Home > Mutating the Signature > When Dreams Swim With Cities of Men

When Dreams Swim With Cities of Men

March 25, 2009

Pipe dreams, they’re called, leading to nowhere,
steps off a parapet, a leap into the chasm,
that trill in the chest
that pause before one silent lift.
Rushing temples burn a heart,
rush of a city, wind against skin,
a place you had forgotten until now.

Pressed against invisible threads the clouds hiss,
don’t go too high. Scents of pine and laurel rise
from humus beds, sending soft, beguiling
messages of comfort —
an urge to burrow competes
with a cirrus-streaked bowl of sky.
Moisture glistens against panes,
scratching branches etch gaunt wraiths of the past.
They coax you down from the stratosphere
to ring the sentries, shatter glass,
wrestle slights, travel
into a channel riddled with crevices,
a game of blind man’s bluff into depths
charted or unknown.

A contest that wills you to expose roots
lost under melted glaciers,
entwined in the hulls of shipwrecks
where liquid dreams turn on a dime.

Relish worlds deep and salty, blur the line
between breathing underwater and taking flight.

by Deb Scott and Christine Swint

Process Notes

We started this work with a desire to create and collaborate together, but no clear idea of where and how exactly to start. Our intent was always to have fun, and to not worry about the finished project. As long as we were poeming and creating, we didn’t care (too much) what the finished product looked and sounded like. Deb was interested in learning about the video pieces Christine had been doing and that seemed a good jumping-off point. Christine edited some film clips she had and Deb free-wrote for five minutes in response to the images, not knowing what Christine had in mind.

Deb took the free-write, developed a first line and Christine followed. Alternate lines created a 16-line poem, of approximately 16 beats per line, initially broken into 2 stanzas.

Christine took the first revision (with Deb’s heartfelt gratitude) and broke the lines, reshaping the poem into what is presented today. A few minor word changes were made here and there but the language of the poem is nearly identical to where it started from.

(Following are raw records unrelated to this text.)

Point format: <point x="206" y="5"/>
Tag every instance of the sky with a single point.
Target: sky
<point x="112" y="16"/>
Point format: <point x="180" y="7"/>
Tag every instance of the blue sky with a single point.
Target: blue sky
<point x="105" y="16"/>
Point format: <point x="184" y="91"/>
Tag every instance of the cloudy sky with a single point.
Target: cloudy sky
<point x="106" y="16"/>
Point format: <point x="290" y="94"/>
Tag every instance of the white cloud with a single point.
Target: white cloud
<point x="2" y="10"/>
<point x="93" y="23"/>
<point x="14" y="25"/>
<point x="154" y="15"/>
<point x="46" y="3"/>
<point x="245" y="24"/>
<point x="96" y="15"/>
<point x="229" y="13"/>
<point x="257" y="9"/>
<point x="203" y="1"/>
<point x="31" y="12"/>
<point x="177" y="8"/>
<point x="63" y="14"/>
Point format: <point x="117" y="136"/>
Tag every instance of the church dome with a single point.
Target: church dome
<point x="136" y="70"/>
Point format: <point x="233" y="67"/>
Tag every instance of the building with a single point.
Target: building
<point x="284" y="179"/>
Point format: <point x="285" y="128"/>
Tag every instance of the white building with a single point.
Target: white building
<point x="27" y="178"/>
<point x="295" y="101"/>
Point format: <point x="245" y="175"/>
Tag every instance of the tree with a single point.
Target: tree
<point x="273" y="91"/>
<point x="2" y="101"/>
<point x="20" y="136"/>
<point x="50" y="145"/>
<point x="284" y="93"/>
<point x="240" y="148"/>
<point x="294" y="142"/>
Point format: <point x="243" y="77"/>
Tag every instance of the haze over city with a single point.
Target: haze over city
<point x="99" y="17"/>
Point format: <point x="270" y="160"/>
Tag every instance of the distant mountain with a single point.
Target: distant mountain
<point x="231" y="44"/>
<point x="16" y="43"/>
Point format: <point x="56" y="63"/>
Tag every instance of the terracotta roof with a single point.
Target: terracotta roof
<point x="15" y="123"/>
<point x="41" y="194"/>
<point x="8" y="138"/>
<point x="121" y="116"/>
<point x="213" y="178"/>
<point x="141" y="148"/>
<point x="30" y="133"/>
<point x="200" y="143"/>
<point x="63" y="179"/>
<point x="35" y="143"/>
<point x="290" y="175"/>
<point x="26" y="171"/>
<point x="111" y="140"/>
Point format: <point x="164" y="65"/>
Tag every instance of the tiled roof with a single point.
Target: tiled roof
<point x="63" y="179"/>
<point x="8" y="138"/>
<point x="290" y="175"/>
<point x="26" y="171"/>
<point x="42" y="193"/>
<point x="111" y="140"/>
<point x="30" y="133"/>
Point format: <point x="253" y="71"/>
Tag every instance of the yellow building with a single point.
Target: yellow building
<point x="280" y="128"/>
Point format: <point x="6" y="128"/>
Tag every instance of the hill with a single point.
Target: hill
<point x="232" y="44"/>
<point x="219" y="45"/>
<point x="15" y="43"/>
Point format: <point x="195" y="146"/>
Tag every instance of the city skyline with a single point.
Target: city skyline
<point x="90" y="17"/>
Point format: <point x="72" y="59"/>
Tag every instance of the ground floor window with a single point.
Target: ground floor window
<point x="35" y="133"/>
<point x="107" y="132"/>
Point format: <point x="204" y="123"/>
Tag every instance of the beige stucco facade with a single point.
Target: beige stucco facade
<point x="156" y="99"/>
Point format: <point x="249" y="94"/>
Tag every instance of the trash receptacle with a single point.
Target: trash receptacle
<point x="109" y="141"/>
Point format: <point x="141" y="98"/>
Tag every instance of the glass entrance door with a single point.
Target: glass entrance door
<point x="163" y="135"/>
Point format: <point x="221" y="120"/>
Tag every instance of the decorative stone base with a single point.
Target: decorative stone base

We both agreed that one part of the video didn’t fit the poem and so it was cut (with a promise from Christine that it will reappear some time in the future as part of a different work). Deb sent Christine a link to her Flickr page with a number of sky images that Christine could work in if they fit. Then the hardest part (as far as Deb was concerned): did the read poem match the length of the video? Deb recorded the poem in 2 parts and Christine mixed the recording, the images and added background music. (Deb is going to learn how to do this too, she swears.)

Christine and Deb communicated via email and Google documents. They’ve never spoken or met (and both look forward to doing so some time. Maybe AWP 2010).

Watch the completed video here. –Eds.

  1. March 25, 2009 at 4:38 pm

    You guys write so well together, this is a fab collab. And the last six lines……whew.

  2. March 25, 2009 at 8:33 pm

    Such wonderful images. I felt the hair lift on my head, wanting to follow your words into the hissing clouds and rushing temples.

  3. March 26, 2009 at 9:33 am

    Just exquisite, all of it. One of the very strongest collaborations so far. But…”poeming?” Ummm, please. No.

  4. Michelle
    March 26, 2009 at 11:26 am

    This is absolutely amazing, Deb and Christine.

  5. Jenny Chu
    March 27, 2009 at 4:37 pm

    I like. Very much.

  6. April 8, 2009 at 10:26 am

    The use of the imagery as part of the creative process is brilliant. I can see how that would have a cohesive effect to what otherwise might be two completely divergent directions.

    These words stood out:

    Scents of pine and laurel rise
    from humus beds, sending soft, beguiling
    messages of comfort —
    an urge to burrow competes
    with a cirrus-streaked bowl of sky.

    Maybe it’s the time of year, the transition between winter and summer. There is an earthy quality to this time.